Acababa de cumplir cinco años; lo que recuerdo de aquella década, además de una canción de Europe, «The final countdown» —obviamente supe eso mucho después, solo reconocía la tonada—, era un paquete de Legos que papá nos compró durante la navidad del 86, y que mis hermanos Luis y Andrés solían convertir en preciosas naves y robots que luego destruían a golpazos. El jardín de infantes también es un recuerdo borroso: lo único que aún llama mi atención es el papel brillante de colores que utilizábamos para hacer bolas que luego pegábamos con goma formando dibujos, lo cual se me hacía un gran desperdicio ya que el papel me parecía muy bello. Un día, me quedé dormido en clase; por alguna razón, mi hermano mayor fue por mí en lugar de mamá.
A papá le encantaban las motos: siempre le recuerdo como un campeón de motocross. Tuvieron que pasar varios años para enterarme de que en realidad nunca ganó una competencia, y que lo más cercano que logró fue un tercer lugar, donde obtuvo una refri de premio. Solía llevarme a su trabajo, un banco para el que hacía de mensajero, donde tenían de esas compus con pantalla oscura y letras verdes que me deslumbraron más que el papel brillante del kinder. Jorge, mi papá, utilizaba tres motos durante la semana: una blanca que tenía un hueco cubierto con masilla cerca del motor (su moto oficial), una Vespa que el banco le proporcionó para el camello y otra moto negra, que en realidad no era suya, sino de uno de mis tíos.

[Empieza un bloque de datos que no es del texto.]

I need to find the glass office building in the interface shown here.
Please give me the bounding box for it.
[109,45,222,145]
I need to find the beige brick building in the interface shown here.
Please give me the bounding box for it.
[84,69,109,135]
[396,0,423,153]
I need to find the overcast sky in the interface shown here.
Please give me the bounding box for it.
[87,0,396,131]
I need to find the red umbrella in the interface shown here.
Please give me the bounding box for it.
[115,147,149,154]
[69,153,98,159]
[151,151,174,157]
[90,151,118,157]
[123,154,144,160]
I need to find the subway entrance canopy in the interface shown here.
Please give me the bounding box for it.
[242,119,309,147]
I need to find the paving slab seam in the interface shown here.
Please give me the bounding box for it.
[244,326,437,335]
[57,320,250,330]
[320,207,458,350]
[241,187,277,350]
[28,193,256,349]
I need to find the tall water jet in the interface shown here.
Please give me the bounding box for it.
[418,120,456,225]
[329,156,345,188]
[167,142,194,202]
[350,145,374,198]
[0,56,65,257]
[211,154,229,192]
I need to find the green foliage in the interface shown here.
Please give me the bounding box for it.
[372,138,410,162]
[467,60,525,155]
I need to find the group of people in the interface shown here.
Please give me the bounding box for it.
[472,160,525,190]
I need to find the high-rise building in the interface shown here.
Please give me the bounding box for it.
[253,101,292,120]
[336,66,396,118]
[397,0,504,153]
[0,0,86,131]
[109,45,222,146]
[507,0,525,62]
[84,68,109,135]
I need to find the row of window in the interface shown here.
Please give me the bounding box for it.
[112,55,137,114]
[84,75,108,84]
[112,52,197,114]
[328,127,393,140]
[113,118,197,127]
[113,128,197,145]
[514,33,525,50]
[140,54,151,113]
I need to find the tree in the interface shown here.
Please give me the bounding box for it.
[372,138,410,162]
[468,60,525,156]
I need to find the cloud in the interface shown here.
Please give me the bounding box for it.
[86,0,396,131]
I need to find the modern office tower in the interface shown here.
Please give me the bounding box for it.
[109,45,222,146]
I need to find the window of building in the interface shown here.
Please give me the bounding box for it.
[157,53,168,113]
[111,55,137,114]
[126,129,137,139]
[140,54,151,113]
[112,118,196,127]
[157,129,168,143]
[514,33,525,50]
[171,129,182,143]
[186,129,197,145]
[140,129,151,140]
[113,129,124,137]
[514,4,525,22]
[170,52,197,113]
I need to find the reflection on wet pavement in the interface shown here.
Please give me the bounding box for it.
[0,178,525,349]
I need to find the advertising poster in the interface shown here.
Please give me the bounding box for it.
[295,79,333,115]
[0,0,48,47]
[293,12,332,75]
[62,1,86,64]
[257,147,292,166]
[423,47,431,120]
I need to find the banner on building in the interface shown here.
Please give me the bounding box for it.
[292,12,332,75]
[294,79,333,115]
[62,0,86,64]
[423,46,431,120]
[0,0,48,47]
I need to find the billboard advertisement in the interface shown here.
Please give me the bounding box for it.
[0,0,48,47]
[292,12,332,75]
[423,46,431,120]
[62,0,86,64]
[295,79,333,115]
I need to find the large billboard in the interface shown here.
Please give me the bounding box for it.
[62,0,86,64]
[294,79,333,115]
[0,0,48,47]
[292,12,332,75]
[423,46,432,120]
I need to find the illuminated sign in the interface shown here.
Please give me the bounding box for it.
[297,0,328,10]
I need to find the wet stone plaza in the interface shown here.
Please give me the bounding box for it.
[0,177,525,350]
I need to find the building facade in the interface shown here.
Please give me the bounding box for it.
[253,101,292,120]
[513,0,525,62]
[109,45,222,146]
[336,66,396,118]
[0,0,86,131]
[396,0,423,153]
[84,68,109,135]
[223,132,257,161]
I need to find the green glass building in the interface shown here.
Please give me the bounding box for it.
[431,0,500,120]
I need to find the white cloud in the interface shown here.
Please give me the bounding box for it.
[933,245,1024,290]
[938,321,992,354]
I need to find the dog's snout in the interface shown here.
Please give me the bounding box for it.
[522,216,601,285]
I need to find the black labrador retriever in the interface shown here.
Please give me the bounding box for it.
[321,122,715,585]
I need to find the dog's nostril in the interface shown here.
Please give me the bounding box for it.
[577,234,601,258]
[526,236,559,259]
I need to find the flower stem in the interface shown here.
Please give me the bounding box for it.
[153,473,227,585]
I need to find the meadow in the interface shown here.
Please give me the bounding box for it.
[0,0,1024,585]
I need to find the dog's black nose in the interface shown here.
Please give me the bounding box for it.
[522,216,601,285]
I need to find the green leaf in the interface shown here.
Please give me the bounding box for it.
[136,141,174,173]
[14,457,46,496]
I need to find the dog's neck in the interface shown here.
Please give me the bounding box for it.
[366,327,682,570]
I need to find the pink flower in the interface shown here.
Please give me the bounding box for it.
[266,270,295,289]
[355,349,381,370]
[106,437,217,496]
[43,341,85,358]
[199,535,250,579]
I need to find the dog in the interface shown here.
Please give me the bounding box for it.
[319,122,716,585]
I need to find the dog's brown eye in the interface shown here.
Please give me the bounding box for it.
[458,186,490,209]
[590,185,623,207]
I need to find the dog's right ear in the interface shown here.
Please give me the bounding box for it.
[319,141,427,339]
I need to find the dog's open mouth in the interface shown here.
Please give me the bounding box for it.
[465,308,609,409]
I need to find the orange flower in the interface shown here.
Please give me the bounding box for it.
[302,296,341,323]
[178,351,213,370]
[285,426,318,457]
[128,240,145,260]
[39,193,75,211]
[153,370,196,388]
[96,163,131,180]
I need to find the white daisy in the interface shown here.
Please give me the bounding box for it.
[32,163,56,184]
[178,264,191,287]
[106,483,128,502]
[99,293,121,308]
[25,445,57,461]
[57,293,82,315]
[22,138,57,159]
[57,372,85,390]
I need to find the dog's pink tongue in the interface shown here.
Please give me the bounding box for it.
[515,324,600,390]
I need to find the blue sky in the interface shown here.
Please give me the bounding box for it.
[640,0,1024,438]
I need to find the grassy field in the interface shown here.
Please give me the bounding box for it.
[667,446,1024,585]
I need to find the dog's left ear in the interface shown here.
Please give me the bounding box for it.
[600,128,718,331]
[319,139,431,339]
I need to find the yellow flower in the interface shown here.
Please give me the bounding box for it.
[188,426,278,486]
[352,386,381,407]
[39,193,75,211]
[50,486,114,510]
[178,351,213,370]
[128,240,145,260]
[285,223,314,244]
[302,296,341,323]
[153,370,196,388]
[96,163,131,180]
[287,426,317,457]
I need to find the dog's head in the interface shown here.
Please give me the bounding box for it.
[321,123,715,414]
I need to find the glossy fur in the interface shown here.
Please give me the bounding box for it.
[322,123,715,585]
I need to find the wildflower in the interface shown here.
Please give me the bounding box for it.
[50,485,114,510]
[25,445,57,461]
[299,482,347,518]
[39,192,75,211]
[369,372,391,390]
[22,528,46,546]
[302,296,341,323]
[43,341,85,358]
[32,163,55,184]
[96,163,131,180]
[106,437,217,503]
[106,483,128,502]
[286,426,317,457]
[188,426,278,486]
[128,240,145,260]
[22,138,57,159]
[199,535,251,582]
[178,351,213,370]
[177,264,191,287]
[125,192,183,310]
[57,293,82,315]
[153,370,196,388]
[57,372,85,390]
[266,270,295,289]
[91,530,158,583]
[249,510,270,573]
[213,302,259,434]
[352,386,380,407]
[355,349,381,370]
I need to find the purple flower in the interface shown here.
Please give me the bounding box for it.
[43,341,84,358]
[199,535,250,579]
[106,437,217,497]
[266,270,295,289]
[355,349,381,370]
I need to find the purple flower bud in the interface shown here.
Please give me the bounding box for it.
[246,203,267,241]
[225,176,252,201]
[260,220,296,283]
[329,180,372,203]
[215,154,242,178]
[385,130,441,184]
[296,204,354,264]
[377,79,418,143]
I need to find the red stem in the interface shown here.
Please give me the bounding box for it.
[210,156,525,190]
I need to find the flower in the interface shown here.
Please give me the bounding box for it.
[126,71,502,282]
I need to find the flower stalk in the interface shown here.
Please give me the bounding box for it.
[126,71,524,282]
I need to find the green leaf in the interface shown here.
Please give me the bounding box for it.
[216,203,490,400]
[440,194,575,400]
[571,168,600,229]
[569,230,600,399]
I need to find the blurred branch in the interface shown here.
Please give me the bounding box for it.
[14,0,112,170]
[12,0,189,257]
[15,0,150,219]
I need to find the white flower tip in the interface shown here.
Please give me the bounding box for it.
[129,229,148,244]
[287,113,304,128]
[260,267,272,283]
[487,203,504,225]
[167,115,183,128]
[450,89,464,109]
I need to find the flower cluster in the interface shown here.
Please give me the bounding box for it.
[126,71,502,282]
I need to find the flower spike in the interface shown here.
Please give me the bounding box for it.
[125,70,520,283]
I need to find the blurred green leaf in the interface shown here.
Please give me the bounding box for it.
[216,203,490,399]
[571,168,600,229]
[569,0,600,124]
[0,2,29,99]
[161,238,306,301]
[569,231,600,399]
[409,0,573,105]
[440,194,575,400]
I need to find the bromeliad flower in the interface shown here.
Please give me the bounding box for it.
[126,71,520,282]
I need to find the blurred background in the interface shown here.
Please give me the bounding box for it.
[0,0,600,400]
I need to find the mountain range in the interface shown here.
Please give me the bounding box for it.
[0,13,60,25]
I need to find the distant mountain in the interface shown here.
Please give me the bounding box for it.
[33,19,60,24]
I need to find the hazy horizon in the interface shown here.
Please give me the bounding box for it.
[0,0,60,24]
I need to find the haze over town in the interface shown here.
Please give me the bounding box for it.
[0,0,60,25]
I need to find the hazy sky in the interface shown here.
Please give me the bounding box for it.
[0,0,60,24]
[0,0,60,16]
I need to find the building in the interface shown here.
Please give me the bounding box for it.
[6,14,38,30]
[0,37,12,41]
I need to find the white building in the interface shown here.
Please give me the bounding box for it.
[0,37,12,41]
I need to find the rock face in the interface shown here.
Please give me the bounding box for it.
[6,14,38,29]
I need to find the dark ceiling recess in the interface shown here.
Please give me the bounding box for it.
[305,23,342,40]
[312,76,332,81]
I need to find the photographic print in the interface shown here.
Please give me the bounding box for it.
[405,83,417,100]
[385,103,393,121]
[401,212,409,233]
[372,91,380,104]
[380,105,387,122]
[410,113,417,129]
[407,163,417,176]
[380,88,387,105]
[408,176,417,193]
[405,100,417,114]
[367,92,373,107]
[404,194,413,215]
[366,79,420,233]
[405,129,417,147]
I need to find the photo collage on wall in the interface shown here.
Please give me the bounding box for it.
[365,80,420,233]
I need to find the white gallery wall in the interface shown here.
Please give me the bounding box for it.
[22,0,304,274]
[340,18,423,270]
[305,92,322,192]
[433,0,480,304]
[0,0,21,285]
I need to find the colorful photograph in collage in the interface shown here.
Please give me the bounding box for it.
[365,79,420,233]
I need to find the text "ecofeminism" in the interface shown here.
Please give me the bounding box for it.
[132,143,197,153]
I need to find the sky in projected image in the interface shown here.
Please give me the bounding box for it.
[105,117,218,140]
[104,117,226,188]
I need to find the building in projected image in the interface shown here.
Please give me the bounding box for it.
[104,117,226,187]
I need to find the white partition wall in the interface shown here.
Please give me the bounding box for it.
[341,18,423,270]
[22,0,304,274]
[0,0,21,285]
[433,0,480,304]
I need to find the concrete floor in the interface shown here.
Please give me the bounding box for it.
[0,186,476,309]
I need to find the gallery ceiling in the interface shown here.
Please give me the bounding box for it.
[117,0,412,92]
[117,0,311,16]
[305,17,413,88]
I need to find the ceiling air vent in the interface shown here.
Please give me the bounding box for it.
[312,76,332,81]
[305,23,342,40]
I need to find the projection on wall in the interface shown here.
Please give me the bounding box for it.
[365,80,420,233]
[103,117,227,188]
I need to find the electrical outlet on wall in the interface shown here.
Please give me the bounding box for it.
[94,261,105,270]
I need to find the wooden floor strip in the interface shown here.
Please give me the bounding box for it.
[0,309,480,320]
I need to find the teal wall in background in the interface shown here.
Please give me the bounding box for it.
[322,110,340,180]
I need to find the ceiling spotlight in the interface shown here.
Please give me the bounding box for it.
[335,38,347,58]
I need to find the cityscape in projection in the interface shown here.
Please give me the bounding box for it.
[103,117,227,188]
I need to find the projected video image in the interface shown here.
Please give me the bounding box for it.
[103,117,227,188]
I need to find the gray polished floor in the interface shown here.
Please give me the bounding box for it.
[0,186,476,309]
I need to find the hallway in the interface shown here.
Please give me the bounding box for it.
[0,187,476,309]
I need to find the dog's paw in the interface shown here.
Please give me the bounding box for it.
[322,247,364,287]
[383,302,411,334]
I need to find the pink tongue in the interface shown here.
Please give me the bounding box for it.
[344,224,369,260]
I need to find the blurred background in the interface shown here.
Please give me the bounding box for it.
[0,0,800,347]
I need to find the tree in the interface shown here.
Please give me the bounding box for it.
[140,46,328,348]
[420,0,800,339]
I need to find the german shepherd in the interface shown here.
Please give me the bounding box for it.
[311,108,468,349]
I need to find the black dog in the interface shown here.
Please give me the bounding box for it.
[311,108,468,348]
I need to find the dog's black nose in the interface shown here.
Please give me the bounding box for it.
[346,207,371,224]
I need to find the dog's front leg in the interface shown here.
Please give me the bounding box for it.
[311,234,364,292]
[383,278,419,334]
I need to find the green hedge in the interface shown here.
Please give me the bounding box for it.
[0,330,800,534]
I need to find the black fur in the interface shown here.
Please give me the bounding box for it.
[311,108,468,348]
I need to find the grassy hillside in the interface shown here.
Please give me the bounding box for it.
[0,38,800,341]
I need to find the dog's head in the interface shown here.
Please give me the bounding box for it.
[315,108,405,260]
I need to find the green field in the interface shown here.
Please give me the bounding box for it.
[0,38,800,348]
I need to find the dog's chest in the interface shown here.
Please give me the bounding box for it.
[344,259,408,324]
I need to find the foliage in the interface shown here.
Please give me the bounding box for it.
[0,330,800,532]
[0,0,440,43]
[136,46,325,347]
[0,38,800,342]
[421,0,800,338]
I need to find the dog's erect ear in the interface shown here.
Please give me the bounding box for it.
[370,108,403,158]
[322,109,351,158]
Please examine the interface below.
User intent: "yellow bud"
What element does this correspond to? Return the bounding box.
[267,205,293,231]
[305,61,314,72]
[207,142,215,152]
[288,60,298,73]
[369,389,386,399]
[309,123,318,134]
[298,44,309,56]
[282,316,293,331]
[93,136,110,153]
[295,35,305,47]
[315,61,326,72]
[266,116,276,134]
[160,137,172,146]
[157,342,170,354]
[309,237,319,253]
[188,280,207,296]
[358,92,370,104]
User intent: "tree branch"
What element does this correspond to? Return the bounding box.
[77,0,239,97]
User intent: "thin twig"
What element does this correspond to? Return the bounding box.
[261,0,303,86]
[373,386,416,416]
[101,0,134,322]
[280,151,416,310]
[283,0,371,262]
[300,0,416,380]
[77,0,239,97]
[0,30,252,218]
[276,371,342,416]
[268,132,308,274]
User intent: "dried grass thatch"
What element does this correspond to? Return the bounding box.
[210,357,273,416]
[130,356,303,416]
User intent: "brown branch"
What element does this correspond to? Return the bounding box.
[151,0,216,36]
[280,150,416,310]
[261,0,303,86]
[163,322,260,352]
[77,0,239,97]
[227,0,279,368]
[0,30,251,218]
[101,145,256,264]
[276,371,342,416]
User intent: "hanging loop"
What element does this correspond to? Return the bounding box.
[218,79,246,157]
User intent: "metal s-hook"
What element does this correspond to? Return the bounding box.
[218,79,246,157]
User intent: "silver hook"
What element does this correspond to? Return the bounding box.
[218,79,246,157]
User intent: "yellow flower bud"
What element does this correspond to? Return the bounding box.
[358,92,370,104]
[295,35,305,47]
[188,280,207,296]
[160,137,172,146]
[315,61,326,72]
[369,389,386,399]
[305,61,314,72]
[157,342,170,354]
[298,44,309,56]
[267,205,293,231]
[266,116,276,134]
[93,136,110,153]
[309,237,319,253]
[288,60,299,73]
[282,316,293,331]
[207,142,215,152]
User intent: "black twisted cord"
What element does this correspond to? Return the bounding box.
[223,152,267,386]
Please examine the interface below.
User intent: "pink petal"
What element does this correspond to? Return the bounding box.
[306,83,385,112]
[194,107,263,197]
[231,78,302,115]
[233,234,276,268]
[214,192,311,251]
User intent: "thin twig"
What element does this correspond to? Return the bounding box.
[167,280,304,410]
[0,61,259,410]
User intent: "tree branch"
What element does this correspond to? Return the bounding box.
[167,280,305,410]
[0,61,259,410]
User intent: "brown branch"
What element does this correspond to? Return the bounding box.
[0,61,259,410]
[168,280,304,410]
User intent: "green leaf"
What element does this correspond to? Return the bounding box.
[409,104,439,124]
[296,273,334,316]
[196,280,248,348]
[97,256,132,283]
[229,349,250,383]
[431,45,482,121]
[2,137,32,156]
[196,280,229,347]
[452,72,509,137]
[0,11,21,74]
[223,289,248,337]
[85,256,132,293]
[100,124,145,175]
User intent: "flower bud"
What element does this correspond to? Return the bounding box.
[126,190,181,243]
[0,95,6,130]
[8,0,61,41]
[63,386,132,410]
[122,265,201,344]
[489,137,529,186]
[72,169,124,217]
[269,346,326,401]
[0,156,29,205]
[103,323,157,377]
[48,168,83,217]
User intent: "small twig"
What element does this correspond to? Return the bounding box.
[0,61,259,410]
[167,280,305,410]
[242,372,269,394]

Papá se fue un día: recuerdo que cada noche me lo imaginaba con gafas y bufanda al puro estilo del Barón Rojo, a bordo de un avión de esos de la Primera Guerra Mundial. Trataba de construir lo más que podía el hangar donde guardaba cada noche su nave, luego de pasarse el día entero vigilando que no ingrese algún caza peruano a nuestro territorio, para luego volver en su moto parchada a nuestra casa.
Una mañana volví a verlo: mis abuelos tenían una tienda frente a la única calle de Koyagal, el pueblo donde nacieron mi pa y mis tíos, y por ende, a veces había que recibir proveedores. Papá traía una camiseta roja de Coca-Cola —la referencia se hace necesaria para aclarar el contexto—, y antes de irse había pedido una quesadilla.
—¡Hola papá! —le grité emocionado—. Habían pasado semanas desde la última vez que nos vimos. Me mostró una agradable sonrisa y nada más.
—Papi, ¡qué tal te fue? ¡Qué me trajiste! —los niños de todas las épocas siempre han sido tan interesados; eso de su inocencia es algo que debería debatirse con mayor profundidad—. Sin embargo, papá se fue; el camión le esperaba. Supuse que había conseguido otro trabajo, aunque admito que también me desilusionó que ya no anduviera más en su moto. Días más tarde, mis ñaños y yo regresamos a Quito.
De vuelta en casa, le pregunté a mamá: —¿Mami, porqué mi papi no me dijo nada en el pueblo y por qué no está aquí? —en realidad estaba enfadado, porque no me había dado ningún regalo—. Mamá respiró, serena.
—No era el Jorge; tu papá se fue al cielo.